Welcome to the week’s Pulse: updates affect how Google personalizes AI Mode, what Googlebot’s crawl limits look like in practice, and what new data shows about AIO click behavior and publisher traffic.
Here’s what matters for you and your work.
Google Personal Intelligence Now Free For US Users
Google expanded Personal Intelligence from paid AI Pro and Ultra subscribers to all free US users on personal Google accounts. The feature connects Gmail and Google Photos to AI Mode.
Key Facts: AI Mode access is available now. Gemini app and Chrome rollouts are starting. When enabled, AI Mode can reference email confirmations, travel bookings, and photo context to personalize responses. No expansion beyond the US or to Workspace accounts has been announced.
Why This Matters
Paid-to-free means a much larger user base gets access to personalized AI Mode results. People searching the same query could see different AI Mode responses depending on what’s in their Gmail. That makes it harder to benchmark what AI Mode shows for any given topic.
Read our full coverage: Google AI Mode’s Personal Intelligence Now Free In U.S.
Google Reveals Googlebot’s Crawl Limits Are Flexible
Google’s Gary Illyes and Martin Splitt discussed how Googlebot’s crawl limits work. The commonly cited limits aren’t as fixed as most people assume.
Key Facts: Google has long cited a 15 megabyte limit for its crawlers, but Illyes said internal teams can override it. Google Search works with a smaller 2 megabyte threshold in practice. The limits can be increased or decreased depending on what’s being crawled and why.
Why This Matters
The 15MB number has been treated as a hard ceiling in technical SEO guidance for years. Google Search working with a smaller 2MB threshold adds useful context to the long-cited 15MB figure. Most pages are well under 2MB, but pages with heavy inline scripts, large data objects, or extensive embedded content could be affected.
Read our full coverage: Google Shares More Information On Googlebot Crawl Limits
AI Overviews Cut Germany’s Top Organic Position CTR By 59%
SISTRIX analyzed over 100 million German keywords and found AI Overviews cut the position one click rate from 27% to 11%.
Key Facts: AI Overviews appear on about 20% of German keywords, up from 17% in August. SISTRIX estimates the total cost at 265 million lost organic clicks per month across the German market. Averaged across all keywords, including those without AIOs, that works out to a 6.6% click loss.
Why This Matters
The German data is directionally similar to US findings. Position one loses more than half its clicks when an AIO appears, and informational content takes the biggest hit. This suggests the pattern is not limited to the US.
What People Are Saying
Barry Adams, founder of Polemic Digital, wrote on LinkedIn:
“Citations in AIOs don’t matter, people don’t click. If you want to keep thriving on Google, you need to offer something AI can’t replicate. For publishers, breaking news is the golden goose.”
Read our full coverage: Google AI Overviews Cut Germany’s Top Organic CTR By 59%
Search Referral Traffic Down 60% For Small Publishers
Chartbeat shared new data that breaks down search referral traffic losses by publisher size. Most previous reporting on search traffic declines treated publishers as a single group.

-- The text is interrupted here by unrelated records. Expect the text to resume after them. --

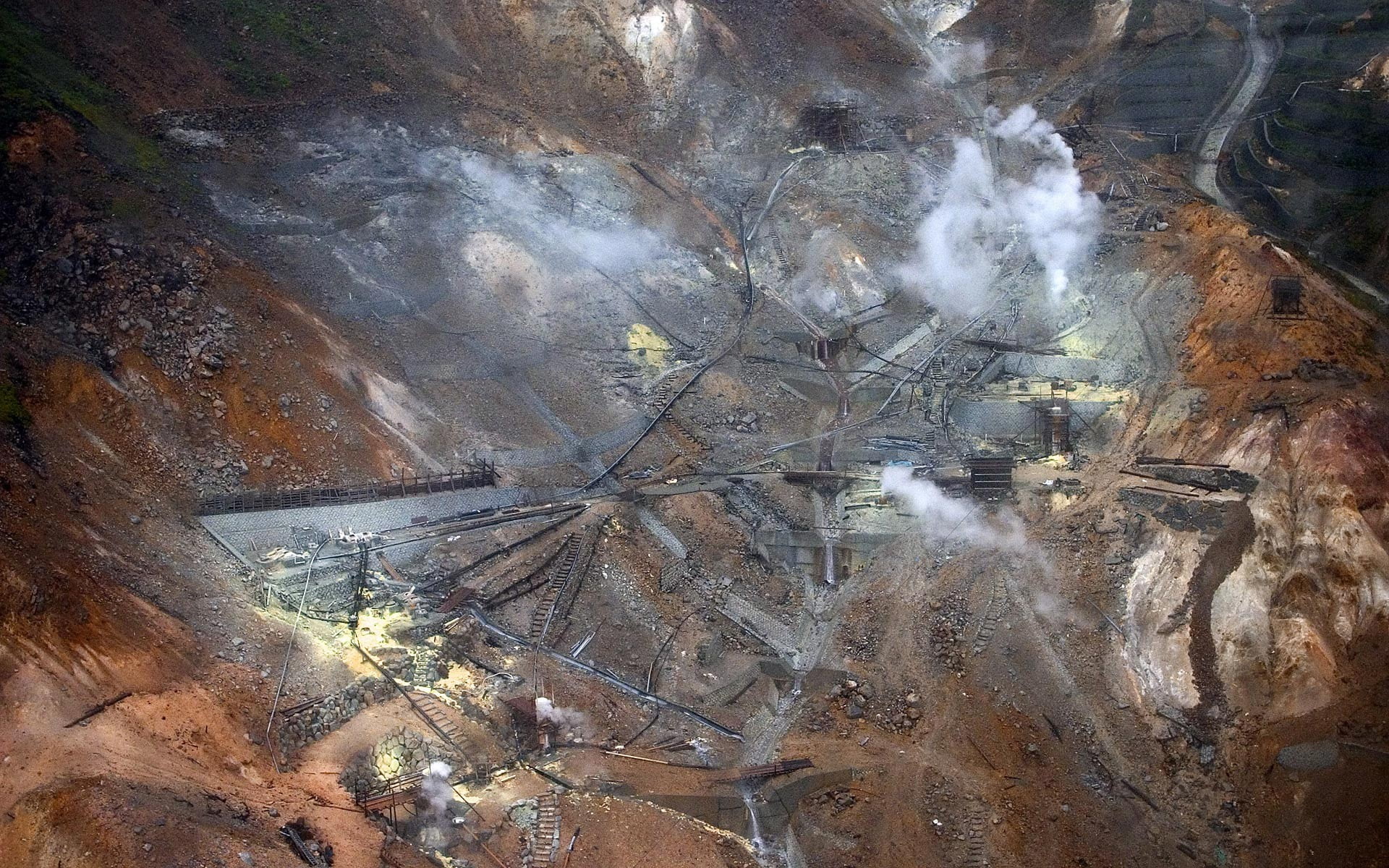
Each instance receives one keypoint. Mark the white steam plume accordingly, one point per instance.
(943, 517)
(616, 246)
(953, 261)
(1059, 216)
(955, 241)
(564, 720)
(833, 278)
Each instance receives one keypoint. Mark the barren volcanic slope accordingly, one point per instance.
(694, 433)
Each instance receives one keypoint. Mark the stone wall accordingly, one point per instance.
(310, 723)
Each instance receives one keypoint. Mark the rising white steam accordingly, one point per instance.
(566, 720)
(952, 265)
(435, 788)
(1058, 214)
(948, 519)
(611, 244)
(833, 279)
(953, 260)
(439, 796)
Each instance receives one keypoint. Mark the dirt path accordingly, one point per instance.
(1259, 67)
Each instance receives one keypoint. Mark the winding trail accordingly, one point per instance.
(1262, 52)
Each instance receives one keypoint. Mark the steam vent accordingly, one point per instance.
(694, 434)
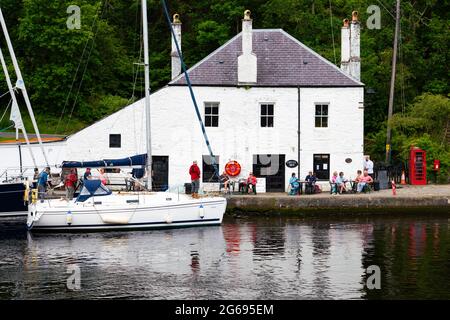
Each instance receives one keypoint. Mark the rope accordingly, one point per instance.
(188, 81)
(7, 107)
(74, 78)
(332, 34)
(390, 13)
(7, 128)
(85, 68)
(7, 92)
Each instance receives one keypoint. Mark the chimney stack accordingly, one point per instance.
(355, 54)
(176, 62)
(247, 61)
(345, 47)
(350, 47)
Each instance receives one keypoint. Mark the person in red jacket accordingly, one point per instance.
(251, 183)
(194, 171)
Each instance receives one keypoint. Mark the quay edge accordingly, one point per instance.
(336, 205)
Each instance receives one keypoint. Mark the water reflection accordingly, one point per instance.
(254, 258)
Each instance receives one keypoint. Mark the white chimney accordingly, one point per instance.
(350, 47)
(176, 62)
(247, 61)
(345, 47)
(355, 52)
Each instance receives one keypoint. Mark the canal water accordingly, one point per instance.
(247, 258)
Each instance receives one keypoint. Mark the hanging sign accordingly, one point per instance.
(233, 168)
(291, 163)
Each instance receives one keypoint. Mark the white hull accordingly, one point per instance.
(126, 211)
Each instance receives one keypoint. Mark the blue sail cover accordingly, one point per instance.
(138, 160)
(92, 188)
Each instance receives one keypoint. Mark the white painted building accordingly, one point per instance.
(264, 97)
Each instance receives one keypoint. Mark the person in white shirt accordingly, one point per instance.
(368, 165)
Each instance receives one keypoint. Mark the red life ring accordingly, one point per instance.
(233, 168)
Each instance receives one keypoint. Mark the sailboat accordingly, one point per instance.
(12, 190)
(98, 208)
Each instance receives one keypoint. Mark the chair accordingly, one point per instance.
(368, 188)
(294, 190)
(333, 187)
(310, 188)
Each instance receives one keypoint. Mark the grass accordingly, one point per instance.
(47, 125)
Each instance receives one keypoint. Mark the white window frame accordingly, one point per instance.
(211, 104)
(322, 116)
(266, 116)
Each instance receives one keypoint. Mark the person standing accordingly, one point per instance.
(35, 178)
(70, 183)
(363, 181)
(194, 171)
(87, 174)
(102, 176)
(42, 183)
(368, 165)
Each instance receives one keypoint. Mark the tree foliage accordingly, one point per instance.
(72, 75)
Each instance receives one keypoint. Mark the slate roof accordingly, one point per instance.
(283, 61)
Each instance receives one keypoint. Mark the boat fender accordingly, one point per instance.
(34, 196)
(201, 211)
(26, 195)
(69, 217)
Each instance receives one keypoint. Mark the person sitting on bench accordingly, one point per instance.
(310, 183)
(340, 182)
(363, 181)
(333, 184)
(294, 184)
(224, 181)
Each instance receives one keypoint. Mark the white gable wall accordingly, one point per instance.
(176, 131)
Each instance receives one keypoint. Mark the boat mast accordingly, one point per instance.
(147, 94)
(15, 105)
(21, 85)
(391, 92)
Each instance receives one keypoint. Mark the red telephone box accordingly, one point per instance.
(417, 166)
(437, 165)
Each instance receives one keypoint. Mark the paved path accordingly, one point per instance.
(422, 198)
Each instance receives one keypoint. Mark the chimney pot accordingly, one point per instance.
(247, 14)
(247, 61)
(176, 62)
(176, 18)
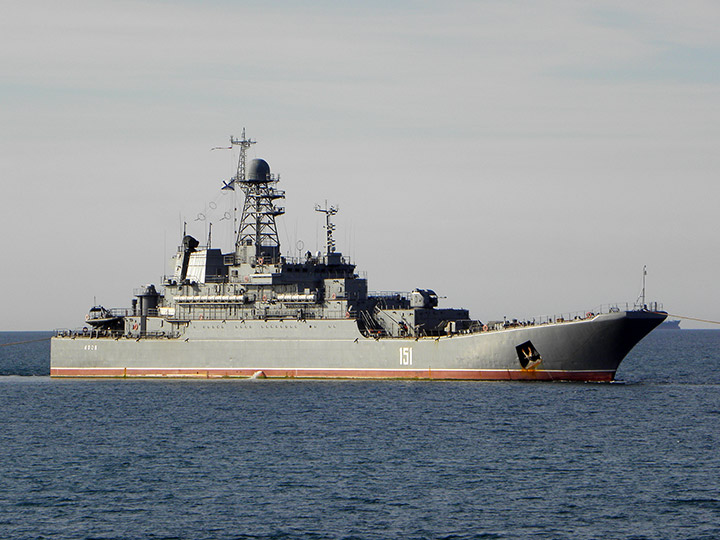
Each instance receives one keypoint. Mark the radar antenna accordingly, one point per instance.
(257, 236)
(329, 227)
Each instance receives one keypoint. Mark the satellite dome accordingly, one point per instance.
(258, 171)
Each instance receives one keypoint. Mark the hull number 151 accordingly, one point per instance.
(406, 356)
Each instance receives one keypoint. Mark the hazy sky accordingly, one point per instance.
(520, 158)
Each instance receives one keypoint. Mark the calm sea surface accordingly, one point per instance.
(125, 459)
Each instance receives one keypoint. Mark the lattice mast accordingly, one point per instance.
(329, 226)
(257, 239)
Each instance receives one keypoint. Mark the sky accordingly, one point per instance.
(520, 158)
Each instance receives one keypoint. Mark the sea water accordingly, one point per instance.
(251, 459)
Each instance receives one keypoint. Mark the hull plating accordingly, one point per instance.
(588, 350)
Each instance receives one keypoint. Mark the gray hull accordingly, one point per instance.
(588, 350)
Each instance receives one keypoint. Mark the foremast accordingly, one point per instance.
(257, 237)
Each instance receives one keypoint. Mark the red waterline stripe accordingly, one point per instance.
(469, 374)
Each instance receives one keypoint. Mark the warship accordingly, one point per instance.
(252, 312)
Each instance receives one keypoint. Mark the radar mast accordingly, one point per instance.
(257, 237)
(329, 226)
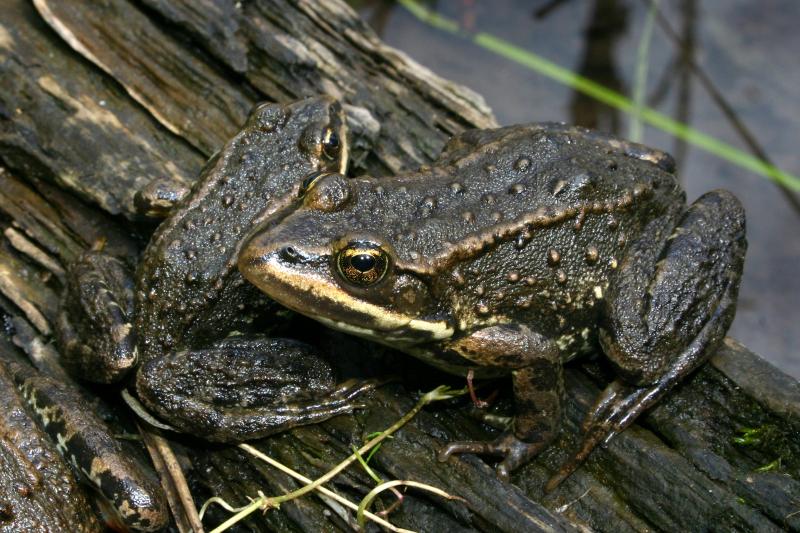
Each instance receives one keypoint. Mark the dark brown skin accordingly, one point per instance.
(188, 293)
(517, 250)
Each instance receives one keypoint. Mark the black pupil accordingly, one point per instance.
(333, 140)
(363, 262)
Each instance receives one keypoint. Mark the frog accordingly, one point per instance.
(517, 250)
(181, 333)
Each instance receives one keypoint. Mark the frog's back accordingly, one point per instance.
(187, 284)
(525, 223)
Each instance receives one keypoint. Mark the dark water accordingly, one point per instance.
(746, 52)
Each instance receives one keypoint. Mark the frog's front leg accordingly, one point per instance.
(157, 199)
(244, 388)
(538, 391)
(94, 326)
(668, 311)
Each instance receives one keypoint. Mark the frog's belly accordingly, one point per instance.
(571, 344)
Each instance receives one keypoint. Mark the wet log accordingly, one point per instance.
(99, 98)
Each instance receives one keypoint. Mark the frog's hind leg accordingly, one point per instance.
(245, 387)
(667, 315)
(94, 325)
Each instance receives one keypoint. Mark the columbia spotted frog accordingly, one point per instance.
(517, 250)
(172, 324)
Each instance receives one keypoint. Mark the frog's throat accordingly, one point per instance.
(325, 302)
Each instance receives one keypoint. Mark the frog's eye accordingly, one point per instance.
(331, 144)
(363, 263)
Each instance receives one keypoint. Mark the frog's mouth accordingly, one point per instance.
(301, 281)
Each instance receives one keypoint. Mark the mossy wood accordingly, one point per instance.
(99, 98)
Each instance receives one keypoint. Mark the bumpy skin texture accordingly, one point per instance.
(288, 376)
(188, 289)
(189, 293)
(517, 250)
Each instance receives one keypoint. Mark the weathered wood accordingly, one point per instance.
(37, 490)
(160, 86)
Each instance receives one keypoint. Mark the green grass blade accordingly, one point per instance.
(607, 96)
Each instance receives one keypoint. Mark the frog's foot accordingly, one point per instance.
(245, 388)
(664, 322)
(158, 198)
(514, 451)
(94, 327)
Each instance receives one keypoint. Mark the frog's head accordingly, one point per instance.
(314, 125)
(330, 260)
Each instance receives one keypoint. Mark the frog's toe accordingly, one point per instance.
(514, 451)
(614, 410)
(351, 388)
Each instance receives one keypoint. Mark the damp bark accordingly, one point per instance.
(98, 99)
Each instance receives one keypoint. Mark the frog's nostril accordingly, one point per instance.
(290, 254)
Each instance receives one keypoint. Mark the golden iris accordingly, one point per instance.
(363, 263)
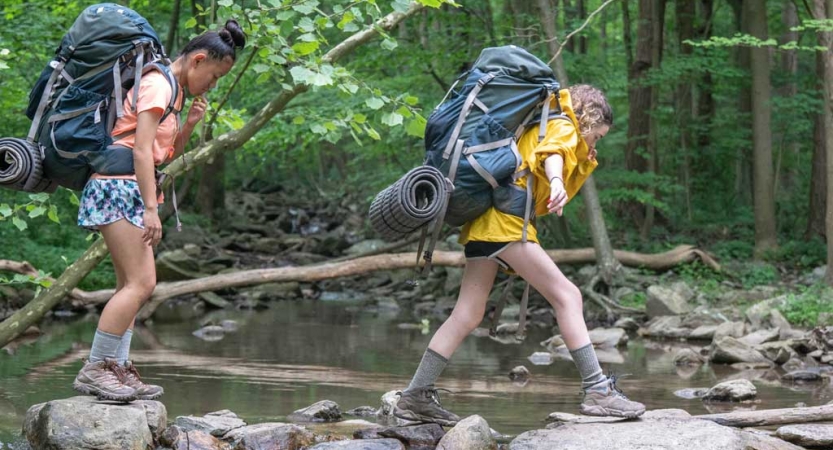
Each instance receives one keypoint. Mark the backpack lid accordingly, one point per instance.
(515, 61)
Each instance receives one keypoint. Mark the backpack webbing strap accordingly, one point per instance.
(520, 335)
(500, 304)
(44, 99)
(438, 222)
(528, 209)
(465, 112)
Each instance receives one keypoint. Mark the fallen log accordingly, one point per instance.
(785, 416)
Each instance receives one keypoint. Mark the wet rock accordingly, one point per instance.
(363, 411)
(471, 433)
(179, 439)
(541, 358)
(83, 422)
(519, 373)
(802, 376)
(323, 411)
(665, 301)
(761, 336)
(416, 437)
(210, 333)
(731, 391)
(284, 436)
(608, 337)
(216, 424)
(627, 323)
(688, 357)
(729, 350)
(732, 329)
(375, 444)
(808, 435)
(666, 434)
(703, 333)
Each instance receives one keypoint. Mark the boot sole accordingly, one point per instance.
(101, 395)
(410, 415)
(601, 411)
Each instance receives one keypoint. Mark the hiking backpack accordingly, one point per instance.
(80, 94)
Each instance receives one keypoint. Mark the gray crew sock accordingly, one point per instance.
(429, 369)
(588, 366)
(123, 353)
(105, 345)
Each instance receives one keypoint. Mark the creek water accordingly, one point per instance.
(297, 353)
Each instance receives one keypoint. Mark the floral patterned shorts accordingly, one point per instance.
(105, 201)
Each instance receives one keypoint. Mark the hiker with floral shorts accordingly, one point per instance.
(560, 163)
(125, 208)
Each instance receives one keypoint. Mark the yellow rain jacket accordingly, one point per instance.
(562, 138)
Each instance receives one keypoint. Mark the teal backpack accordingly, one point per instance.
(80, 94)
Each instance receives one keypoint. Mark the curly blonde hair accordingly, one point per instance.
(591, 107)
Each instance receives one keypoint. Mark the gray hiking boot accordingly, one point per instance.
(605, 399)
(134, 380)
(423, 405)
(105, 380)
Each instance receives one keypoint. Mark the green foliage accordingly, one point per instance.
(809, 307)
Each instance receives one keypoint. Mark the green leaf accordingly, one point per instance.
(20, 224)
(392, 119)
(305, 48)
(53, 214)
(37, 212)
(416, 127)
(375, 103)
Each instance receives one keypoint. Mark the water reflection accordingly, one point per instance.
(294, 354)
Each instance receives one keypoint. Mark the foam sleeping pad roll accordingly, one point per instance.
(409, 204)
(21, 166)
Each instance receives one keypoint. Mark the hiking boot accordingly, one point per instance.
(134, 380)
(423, 405)
(605, 399)
(105, 380)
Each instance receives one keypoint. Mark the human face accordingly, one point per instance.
(596, 133)
(203, 72)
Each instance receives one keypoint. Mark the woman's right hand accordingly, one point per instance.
(153, 227)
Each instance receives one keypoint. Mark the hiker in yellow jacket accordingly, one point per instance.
(560, 164)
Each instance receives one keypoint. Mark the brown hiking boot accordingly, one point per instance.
(605, 399)
(105, 380)
(423, 405)
(134, 380)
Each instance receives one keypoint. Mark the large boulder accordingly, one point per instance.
(665, 301)
(729, 351)
(284, 436)
(84, 422)
(663, 433)
(471, 433)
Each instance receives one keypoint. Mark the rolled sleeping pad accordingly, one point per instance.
(21, 166)
(412, 202)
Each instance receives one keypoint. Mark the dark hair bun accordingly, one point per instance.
(232, 34)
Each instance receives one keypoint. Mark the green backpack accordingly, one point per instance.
(80, 94)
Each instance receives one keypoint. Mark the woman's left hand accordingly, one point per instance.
(197, 111)
(558, 196)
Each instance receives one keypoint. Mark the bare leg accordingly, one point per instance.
(536, 267)
(135, 273)
(478, 279)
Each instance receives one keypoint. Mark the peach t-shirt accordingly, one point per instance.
(154, 94)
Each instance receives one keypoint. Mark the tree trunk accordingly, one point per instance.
(640, 101)
(171, 40)
(47, 299)
(818, 175)
(823, 9)
(685, 15)
(608, 265)
(764, 198)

Key Facts: Small publishers lost 60% of search referral traffic over two years. Mid-sized publishers lost 47%, and large publishers lost 22%. Google Discover referrals fell 15% over the same period. Larger publishers are partially offsetting losses through direct traffic, email, and app referrals.
Why This Matters
ChatGPT referrals grew over 200% in this data, and they still account for less than 1% of publisher page views. The growth rate sounds impressive until you compare it to what search took away. Chatbot traffic is still too small to offset those losses in this data.
What People Are Saying
Steven Waldman, founder of Rebuild Local News and Report for America, called the data “incredibly important” in a LinkedIn post, noting that larger publishers are more insulated because of stronger brand recognition and direct-to-consumer products.
Layne Bruce, Executive Director of the Mississippi Press Association, wrote on LinkedIn:
“Each week brings some new advancement in technology that’s great for consumers but threatening the ecosystem that generates the flow of information in the first place.”
Read our full coverage: Search Referral Traffic Down 60% For Small Publishers, Data Shows
Theme Of The Week: General Benchmarks Are Getting Less Useful
Each story this week shows a number that used to mean one thing now meaning something different depending on context.
AIO click losses in Germany are directionally similar to those in the US. The 15MB crawl limit isn’t 15MB in practice. And Personal Intelligence makes AI Mode results vary by user, so checking what “shows up” for a query depends on what personal Google services that person has connected.
This week’s stories show data is more useful when you read it against your own vertical, your own site size, and your own audience.